The following content was posted to lecture forum, summarizing my brief comments on parts of MIT 18.06 (Spring 2005) Linear Algebra by Prof. Strang link. My main focus is on how this course connects to deep learning.

lecture 1: the geometry of linear algebra: helps you visualize vectors and matrix operations. Useful for understanding why the concepts of ‘space’ is so important in deep learning, like feature space or how gradient descent searches for a ‘platform’ in that space
lecture 2: elimination of matrices: shows how systems of linear equations can be expressed and solved through matrix operations. This lecture helps understanding why deep learning is built around matrix operation, and why some vectors are treated as variables while some matrices we call it weights. Essentially, these are just all systems of equations, each describing relationships among different variables.
lec3, multiplication and inverse matrices: explain matrix multiplication geometrically. This helps you grasp why we say a linear layer in deep learning ‘transform’ features into another ‘space’, and why nonlinear functions like sigmoid are needed and are inserted between transformations, etc.
lec4, matrix factorization, it helps in understanding more advanced decompositions in machine learning and deep learning, such as PCA, SVD, and LoRA
lec5-6, transpose, space, column space, and null space: it introduces some common matrix operations. Deep learning often use transposes, this section covers their properties. e.g., \(X^TX\) (X’s transpose and X) is ‘symmetric’, and symmetric matrices have invertible forms, which is why the linear regression analytical solution use them. It also explains vector space and subspace, key for understanding deep learning at a more structural level. e.g., each layer operates on a vector within a vector space, and linear transformations only preserve that structure, so out-of-distribution data outside the ‘span’ cannot be mapped in if we just apply linear transformation, but nonlinear transformation (e.g., sigmoid, kernel tricks) can alter the space.
lec7-8, solving \(Ax=b\): shows algebraic methods for finding solutions. In deep learning, we usually approximate these with methods like gradient descent.
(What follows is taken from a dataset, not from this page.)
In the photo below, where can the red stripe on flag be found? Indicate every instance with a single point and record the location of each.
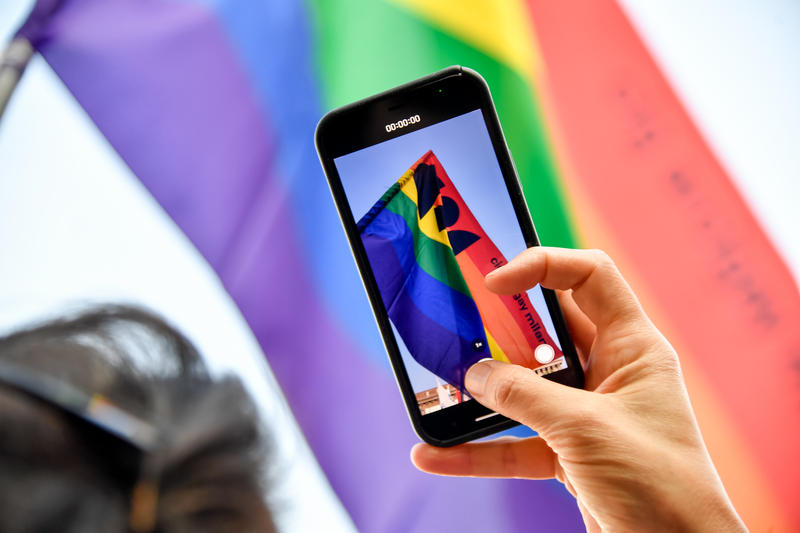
(683, 225)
But learning this, you’ll understand why we just approximate the solutions, e.g., exact solutions are computationally heavy, and ‘low-rank’/’singular’ matrices can make them only have the trivial solution \(x=0\) (aka non solvable if \(x!=0\))
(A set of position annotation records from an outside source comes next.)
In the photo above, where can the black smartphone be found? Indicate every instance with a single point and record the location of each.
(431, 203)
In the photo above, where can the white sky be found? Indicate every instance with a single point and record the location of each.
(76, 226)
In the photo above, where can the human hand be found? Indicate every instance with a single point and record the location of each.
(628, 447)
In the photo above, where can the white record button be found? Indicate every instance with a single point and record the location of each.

lec9, 14, independence, basis and dimention, orthogonal vectors and subspaces: helps in understanding information redundancy in deep learning and how some methods reduce it through decorrelation. Orthogonal subspaces also relate to more advanced deep learning’s matrix decomposition methods. e.g., when separating a speech feature subspace into orthogonal ‘speaking style’ and ‘content’ spaces, you can question whether such decomposition is really legit? Are ‘speaking style’ and ‘content’ really independant with each other?
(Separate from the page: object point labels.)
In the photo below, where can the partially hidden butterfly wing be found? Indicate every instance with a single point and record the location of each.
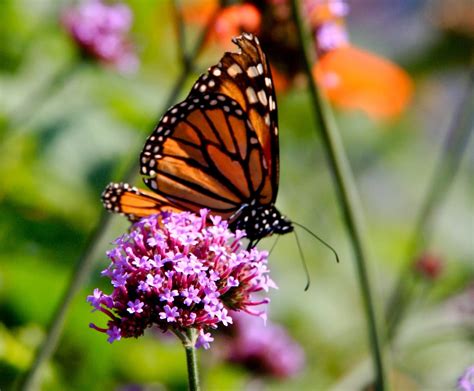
(245, 76)
(204, 153)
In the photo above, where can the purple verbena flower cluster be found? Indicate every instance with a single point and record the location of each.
(101, 30)
(178, 271)
(265, 349)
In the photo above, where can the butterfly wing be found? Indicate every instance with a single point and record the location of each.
(205, 153)
(245, 76)
(133, 202)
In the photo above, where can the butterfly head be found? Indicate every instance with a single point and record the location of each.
(259, 221)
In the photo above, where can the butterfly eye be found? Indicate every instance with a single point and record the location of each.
(217, 149)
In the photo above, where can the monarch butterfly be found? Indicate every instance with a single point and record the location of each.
(217, 149)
lec15, 16, projection matrix; atm I cannot come up with a direct deep learninguse, but understanding it helps in grasping other matrix operations. It shows why some decompositions can be viewed as feature projections, or another example, why the analytical solution in linear regression represents projection onto the model space (like a line in 2d plane). You’ll see how geometry and formulas elegantly align.
lec 19-21: determinant, eigenvalues and eigenvectors: improtant for understand transformations (all those feedforward layers/projection matrix in deep learning). Eigenvalues describe how a transformation scales or shrinks vectors in certain directions. e.g., in SVD decomposition, large eigenvalues correspond to bigger impact, dimensions with higher eigenvalues are considered important to prediction. For phenomena like ‘gradient vanishing’ (or ‘gradient explode’) can also be explained by eigen values. If a transformation have eigenvalues smaller than 1, then keep applying this transformation repeatly will make the vector smaller and smaller until it becomes zero –> gradient vanishes. Which kind of network repeately applies the same transformation? RNNs. So if you’ve learned linear algebra well, when you see an RNN design, you might immediately think, ‘wait, this setup can cause gradient vanishing or explosion (determined by the eigenvalues)’. The determinant is also worth looking at, mainly bc it’s used to find eigenvalues. Ofc it has many other uses tho I can’t think of them all right now.